Filter range¶
Filter rows based on the numeric values in a given column.
Keeps or drops rows where numeric values fall within a desired range, i.e. are greater than a certain minimum, and/or smaller than a maximum value.
Usage¶
The following are the step's expected inputs and outputs and their specific types.
filter_range(ds_in: dataset, {"param": value}) -> (ds_out: dataset)
where the object {"param": value}
is optional in most cases and if present may contain any of the parameters described in the
corresponding section below.
Example¶
The following example creates a new dataset including only those rows whose satisfaction_level is between 0.6 and 0.9 (inclusive).
filter_range(ds, {"column": "satisfaction_level", "min": 0.6, "max": 0.9}) -> (ds_filtered)
More examples
Using the exclude parameter, the next example creates a dataset including only those rows whose satisfaction_level falls outside the range 0.6–0.9.

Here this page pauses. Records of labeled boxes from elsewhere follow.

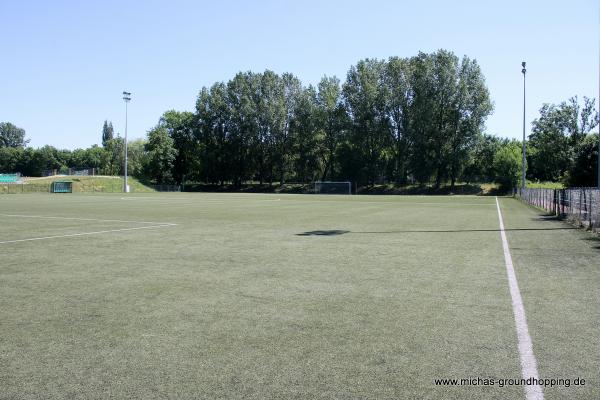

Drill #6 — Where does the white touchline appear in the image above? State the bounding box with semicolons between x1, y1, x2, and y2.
496;197;544;400
0;214;177;226
0;224;173;244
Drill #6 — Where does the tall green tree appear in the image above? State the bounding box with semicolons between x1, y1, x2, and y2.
528;96;598;181
145;123;177;185
0;122;29;147
102;120;115;147
315;76;350;181
159;110;199;184
343;59;390;184
493;141;523;189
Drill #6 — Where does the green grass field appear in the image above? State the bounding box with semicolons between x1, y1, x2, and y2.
0;193;600;399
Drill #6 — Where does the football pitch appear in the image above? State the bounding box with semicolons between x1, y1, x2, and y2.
0;193;600;399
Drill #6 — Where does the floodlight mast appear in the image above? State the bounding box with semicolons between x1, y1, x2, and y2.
521;61;527;190
123;92;131;193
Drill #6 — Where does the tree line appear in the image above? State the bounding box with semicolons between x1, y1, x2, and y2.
0;50;598;187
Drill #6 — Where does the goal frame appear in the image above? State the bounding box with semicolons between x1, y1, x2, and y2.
314;181;352;195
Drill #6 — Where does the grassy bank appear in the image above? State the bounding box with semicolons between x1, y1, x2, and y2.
24;176;154;193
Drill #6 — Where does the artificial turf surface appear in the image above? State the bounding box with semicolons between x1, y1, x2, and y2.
0;193;600;399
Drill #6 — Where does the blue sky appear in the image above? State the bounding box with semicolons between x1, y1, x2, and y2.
0;0;599;149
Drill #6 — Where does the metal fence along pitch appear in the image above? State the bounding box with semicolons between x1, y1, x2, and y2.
517;187;600;231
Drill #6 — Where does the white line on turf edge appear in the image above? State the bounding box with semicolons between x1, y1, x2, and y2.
0;214;177;226
0;224;173;244
496;197;544;400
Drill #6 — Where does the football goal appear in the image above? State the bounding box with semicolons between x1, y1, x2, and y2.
315;182;352;194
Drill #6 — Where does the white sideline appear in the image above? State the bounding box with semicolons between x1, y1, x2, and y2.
0;224;175;244
496;197;544;400
0;214;177;226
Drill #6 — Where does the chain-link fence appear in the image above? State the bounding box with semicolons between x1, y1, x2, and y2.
517;187;600;231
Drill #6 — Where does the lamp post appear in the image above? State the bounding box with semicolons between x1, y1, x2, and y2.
123;92;131;193
521;61;527;190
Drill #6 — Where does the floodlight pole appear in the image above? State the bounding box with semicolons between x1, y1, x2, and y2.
521;61;527;190
123;92;131;193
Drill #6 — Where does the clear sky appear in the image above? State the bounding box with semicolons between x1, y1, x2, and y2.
0;0;599;149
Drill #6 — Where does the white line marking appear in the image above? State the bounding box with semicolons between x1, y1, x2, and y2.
0;224;173;244
496;197;544;400
0;214;177;226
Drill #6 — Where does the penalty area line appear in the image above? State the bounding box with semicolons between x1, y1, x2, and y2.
496;197;544;400
0;224;174;244
0;214;177;226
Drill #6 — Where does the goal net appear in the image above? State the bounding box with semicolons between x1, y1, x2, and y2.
315;182;352;194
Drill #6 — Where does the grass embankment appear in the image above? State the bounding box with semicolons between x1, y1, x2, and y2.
24;175;155;193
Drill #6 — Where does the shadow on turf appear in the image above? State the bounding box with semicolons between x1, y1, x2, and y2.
296;229;352;236
296;227;577;236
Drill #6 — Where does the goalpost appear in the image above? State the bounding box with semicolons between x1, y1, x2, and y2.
315;181;352;194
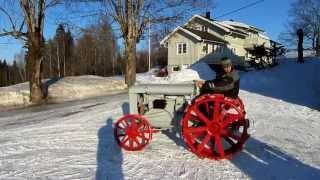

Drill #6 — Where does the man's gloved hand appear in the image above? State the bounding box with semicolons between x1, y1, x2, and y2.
195;80;205;88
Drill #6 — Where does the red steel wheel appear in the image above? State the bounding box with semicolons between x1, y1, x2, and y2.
182;94;249;159
114;114;152;151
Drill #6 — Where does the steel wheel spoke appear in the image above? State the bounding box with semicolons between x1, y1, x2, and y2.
197;134;211;152
223;136;236;146
214;135;224;157
212;101;220;121
222;114;239;128
132;138;141;146
225;130;241;141
194;108;210;124
186;127;207;133
122;136;129;144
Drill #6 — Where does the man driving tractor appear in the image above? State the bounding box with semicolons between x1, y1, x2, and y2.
196;57;240;99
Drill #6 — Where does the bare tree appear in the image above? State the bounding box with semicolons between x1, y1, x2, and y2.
0;0;60;104
101;0;212;87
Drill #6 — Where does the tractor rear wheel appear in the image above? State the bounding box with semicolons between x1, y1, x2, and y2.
181;94;249;159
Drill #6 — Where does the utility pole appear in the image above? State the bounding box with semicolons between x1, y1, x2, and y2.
148;18;151;72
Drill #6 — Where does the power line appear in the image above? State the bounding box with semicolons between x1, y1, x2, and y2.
216;0;264;19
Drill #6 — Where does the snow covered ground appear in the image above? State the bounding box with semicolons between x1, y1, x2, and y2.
0;56;320;180
0;75;126;108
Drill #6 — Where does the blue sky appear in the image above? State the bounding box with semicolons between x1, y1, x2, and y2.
0;0;292;62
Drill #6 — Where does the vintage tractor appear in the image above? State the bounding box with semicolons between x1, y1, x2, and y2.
114;84;249;159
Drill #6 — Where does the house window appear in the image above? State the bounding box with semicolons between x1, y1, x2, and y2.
201;26;208;32
177;43;187;54
202;44;209;54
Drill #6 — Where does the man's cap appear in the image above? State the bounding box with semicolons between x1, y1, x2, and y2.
220;57;232;67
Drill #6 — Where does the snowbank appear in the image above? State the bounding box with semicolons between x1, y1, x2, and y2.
137;62;216;84
0;75;126;107
0;83;30;107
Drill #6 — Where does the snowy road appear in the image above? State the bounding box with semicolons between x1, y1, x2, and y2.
0;91;320;179
0;58;320;180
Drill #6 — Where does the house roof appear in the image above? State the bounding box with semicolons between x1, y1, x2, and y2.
160;26;202;44
221;21;264;32
185;14;230;32
160;26;227;44
184;27;227;44
216;22;248;36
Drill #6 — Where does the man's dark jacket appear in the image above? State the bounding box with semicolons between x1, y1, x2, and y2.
201;70;240;98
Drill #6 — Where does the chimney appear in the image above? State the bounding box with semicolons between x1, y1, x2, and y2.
206;11;211;19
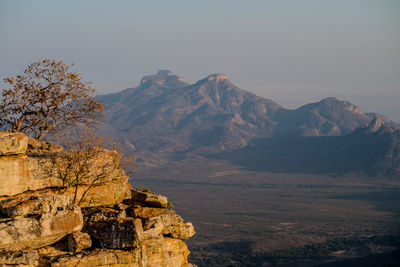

filter_range(ds, {"column": "satisfaction_level", "min": 0.6, "max": 0.9, "exclude": true}) -> (ds_filtered)
Inputs¶
ds_in: dataset
An input dataset to filter.
Outputs¶
ds_out: dataset
A new dataset containing the same columns as the input dataset but only those rows passing the filter condition.
Parameters¶
column: string
Name of the column to apply the filter to.
exclude: boolean = False
If true
, values within the specified range will be excluded from the resulting dataset.
max: number
Maximum value in the selected column to pass the filter (to be included). Either this or the min
parameter must be specified.
min: number
Minimum value in the selected column to pass the filter (to be included). Either this or the max
parameter must be specified.